Modeling Growth of Internalizing Symptoms from Childhood through Young Adulthood in Autism Spectrum and Developmentally Delayed Samples

Friday, May 16, 2014: 1:30 PM
Imperial A (Marriott Marquis Atlanta)
K. Gotham1, S. M. Brunwasser2 and C. Lord3, (1)Department of Psychiatry, Vanderbilt University, Nashville, TN, (2)Vanderbilt University, Nashville, TN, (3)Weill Cornell Medical College, White Plains, NY
Background: Previous reports of longitudinal patterns in internalizing symptoms within autism spectrum disorders (ASD) have focused on narrow childhood age ranges or used dependent variables not specific to affect or anxiety (e.g., Hallett et al., 2010; Taylor & Mailick, 2010). We modeled longitudinal change in individuals with ASD and developmentally delayed (DD) controls using subscales from a widely-used, well-validated measure of internalizing behavior, the Child Behavior Checklist 6-18 (CBCL; Achenbach & Rescorla, 2001).

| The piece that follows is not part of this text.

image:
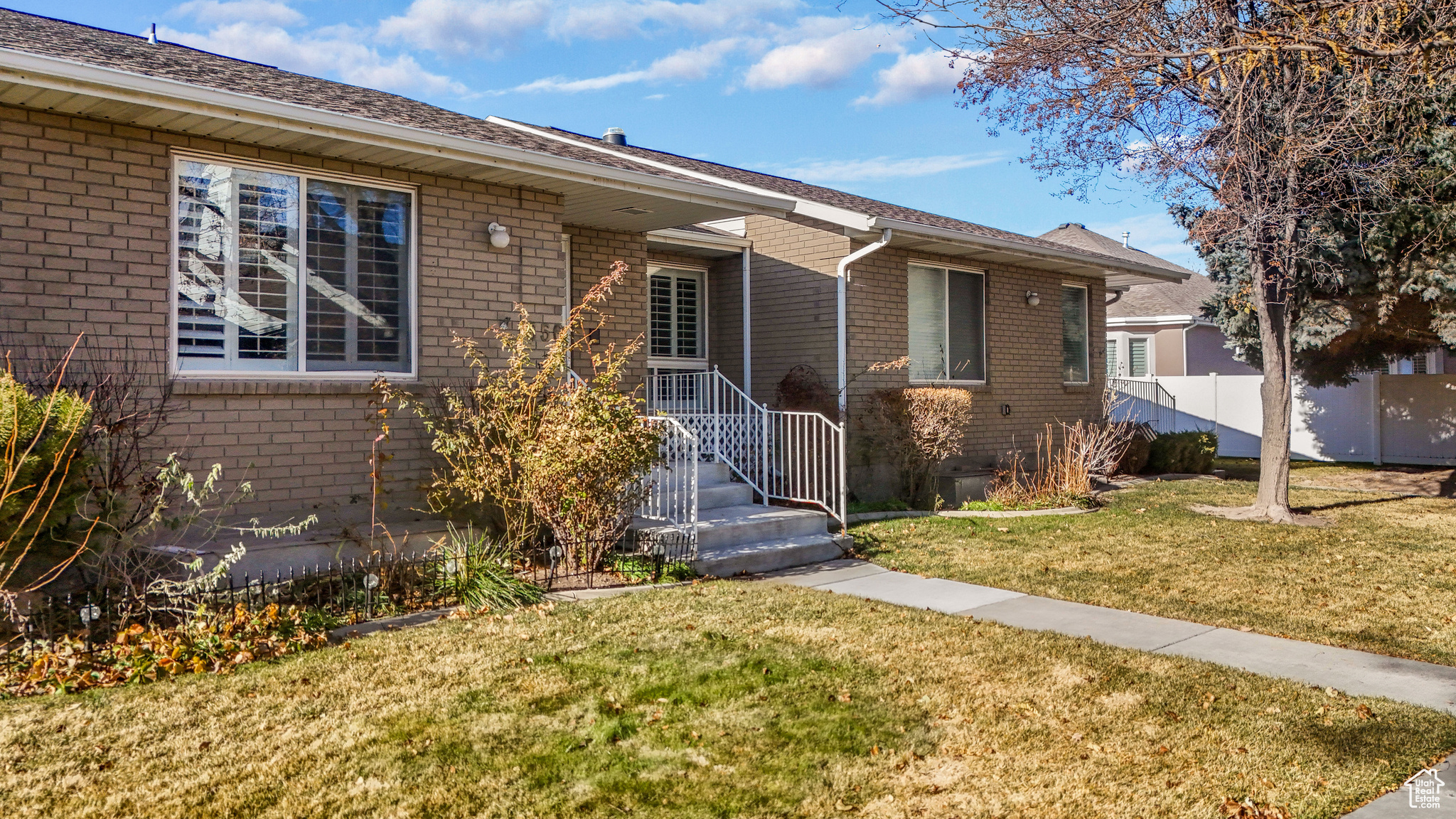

Objectives: To (1) model growth in anxiety and depressive symptoms from late schoolage through young adulthood in a DD sample; (2) to evaluate differences in developmental patterns of internalizing symptoms based on diagnostic status (ASD versus nonspectrum) and verbal IQ (VIQ); (3) to assess relationships between internalizing growth patterns, baseline predictors (e.g., executive functioning, externalizing behaviors), and distal outcomes (e.g., functional independence, quality of life ratings), controlling for VIQ and autism severity.

Methods: Our sample included 158 participants (n=105 with ASD; n=53 with heterogeneous nonspectrum disorders or early DD) who had between 2 and 7 repeat iterations of the parent-rated CBCL. ASD: age ranged from 6-23 years (M=16 years; SD=4 years); Nonspectrum: 7-24 years (M=17; SD=3). ASD: VIQ ranged from 11-141 (M=62; SD=41); Nonspectrum from 10-139 (M=83; SD=31). As consecutive clinic referrals at age 2, most participants received full diagnostic evaluations around ages 2, 3, 5, 9, and 18-22 years, and families completed parent- and self-report questionnaires at regular intervals of 3–6 months between ages 9 and 24. CBCL Anxious-Depressed, Anxiety, and Affective subscale distributions were positively skewed, so outcomes were treated as count variables; we used mixed-effects Poisson models with a logarithmic function rather than traditional growth models which assume normally distributed residuals. All models contained random intercept and slope terms to capture between-person variability in initial symptom levels and rate of growth over time, with fixed effects of diagnosis, mean-centered age and VIQ, and diagnosis-age interaction.

Results: We observed an interaction between age and diagnosis for the Anxious-Depressed aggregate scale (b=0.005, 95% CI [0.002, 0.008]), with significant increases in symptoms over time in the ASD group alone (b=0.004, 95% CI [0.001, 0.006]). ASD was associated with higher Anxiety (b=0.491, 95% CI [0.068, 0.913]) and Affective (b=0.547, 95% CI [0.138, 0.957]) scores overall. Anxiety subscale scores increased significantly with age in both diagnostic groups, with no difference in rate of change over time (b=-.004, 95% CI [-0.012, 0.003]). Affective subscale scores did not change significantly over time in either group (b=-0.006, 95% CI [-0.015, 0.003]).  Higher VIQ was associated with higher levels of Anxious-Depressed (b=0.012, 95% CI [0.008, 0.016]) and Anxiety symptoms (b=0.006, 95% CI [0.002, 0.009]); VIQ was not associated with Affective scores (b=-0.002, 95% CI [-0.003, 0.006]). 

Conclusions: These preliminary findings support previous claims that individuals with ASD are at particular risk for affect- and anxiety-specific internalizing problems, and provide initial empirical support for the notion of anxiety symptoms increasing into adulthood within ASD. Findings on baseline predictors, including emotion regulation scores, and distal outcomes related to internalizing symptoms also will be presented.